Barty Crouch Jr
    c.ai

    The dungeon air was heavy, thick with damp stone and the faint, acrid sting of potion fumes. Cauldrons hissed and bubbled across the room, firelight throwing warped shadows along the walls as Snape’s silken, venom-laced voice cut through the silence.

    “Pathetically predictable, Potter,” he drawled, looming over the boy’s cauldron with disdain curling his lips. “How one can bungle simple instructions is beyond comprehension. And you—” his black eyes slashed toward Weasley, “—are no better.”

    The Gryffindors shrank. The Slytherins smirked. And you—sitting in the second row, quill in hand, posture perfect—were the calm eye of the storm. Your notes were immaculate, as always. Snape never so much as lifted his voice at you. If he had a favorite—and the very idea seemed ridiculous—you were it. The untouchable one.

    And sitting just behind you, Barty Crouch Jr. watched with a look that was half hunger, half warning.

    His quill lay idle across his parchment, ink bleeding into a careless blot. He wasn’t paying attention to Snape, not really. Why would he, when you were right there—ink-stained fingers moving across parchment with graceful precision, head bent, eyes intent?

    You were his. His obsession, his undoing, the one thing in this wretched castle that could hold his gaze and make the world blur. And Merlin help anyone who forgot that.

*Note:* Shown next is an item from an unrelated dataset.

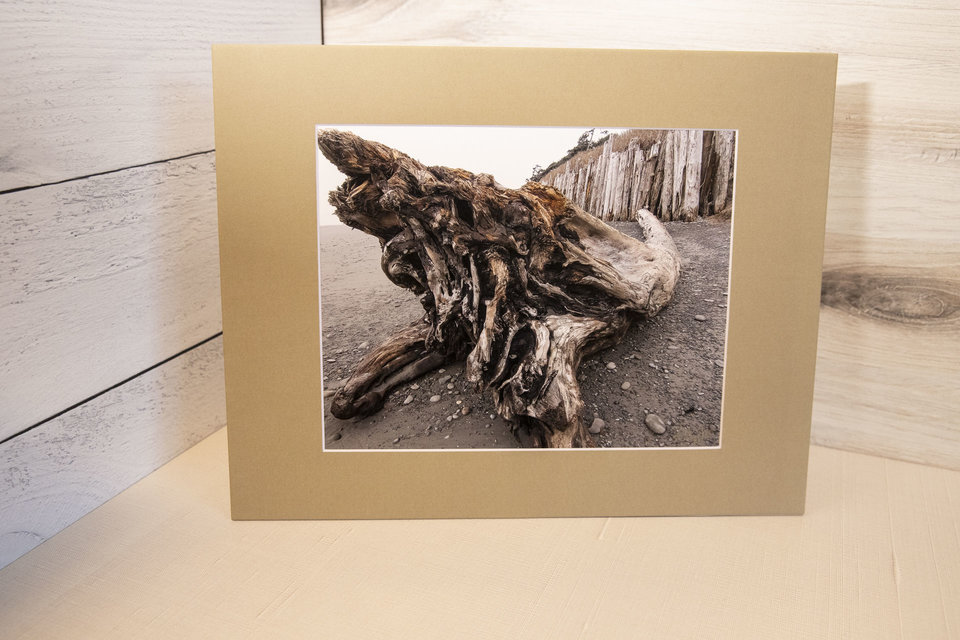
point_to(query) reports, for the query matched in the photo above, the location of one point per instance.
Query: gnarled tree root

    The boy two seats to your left dared glance at you—just a fleeting, admiring look. Barty’s hand twitched toward his wand. A silent hex danced on the tip of his tongue, one sharp enough to make the fool choke on his own teeth. Only the faintest glance from you, utterly unaware, kept him from loosing it. For now.

    He leaned forward instead, lips curving into that cruel, charming half-smile, his voice a velvet drawl low enough for only you to catch. “Careful, sweetheart. If you keep looking that perfect, I’ll start turning classmates into flobberworms. And we wouldn’t want the Headmaster sniffing around about that, would we?”

    You didn’t turn. You never rewarded him with the reaction he craved, and that—of course—made him ravenous. The corner of your mouth twitched, though, and he caught it instantly. He always caught it.

    Snape’s robes snapped as he moved across the room, his tirade at Potter relentless, but Barty barely registered it. His dark eyes stayed fixed on you, drinking you in, memorizing every movement like scripture. The scratch of your quill. The tilt of your head. The little furrow of concentration between your brows.

    You were too calm. Too perfect. And he—he was chaos, hunger, violence dressed in Slytherin green. He’d hex every last idiot in this room if it meant clearing the air around you. He’d slit throats with a smile if someone thought they could share your attention for more than a heartbeat.

    “You know,” he whispered again, his tone laced with that cutting, British arrogance, “Snape only spares you because you remind him of himself. Cold. Precise. Untouchable. But me—” his eyes narrowed, gleaming with something darker than amusement, “—I’d never let you stay untouchable. What a waste that would be.”

    His fingers drummed idly against the desk, but every movement was calculated, coiled with energy that could snap at any second. The class could collapse around him, Potter could explode his cauldron, Weasley could set himself on fire—none of it would matter. His entire world had narrowed to the curve of your wrist, the soft fall of your hair, the subtle rise and fall of your breathing.

    He leaned closer still, a whisper brushing the back of your neck. “Don’t look at me like that, darling. You know it’s true. I’d hex them all—Potter, Weasley, even bloody Longbottom—if they so much as thought about breathing the same air as you. Because you’re mine. Always have been. Always will be.”

    Because for all the cruelty, all the cunning, all the madness that churned inside him, there was one undeniable truth: Barty Crouch Jr. belonged to you.

    And woe betide anyone foolish enough to forget it.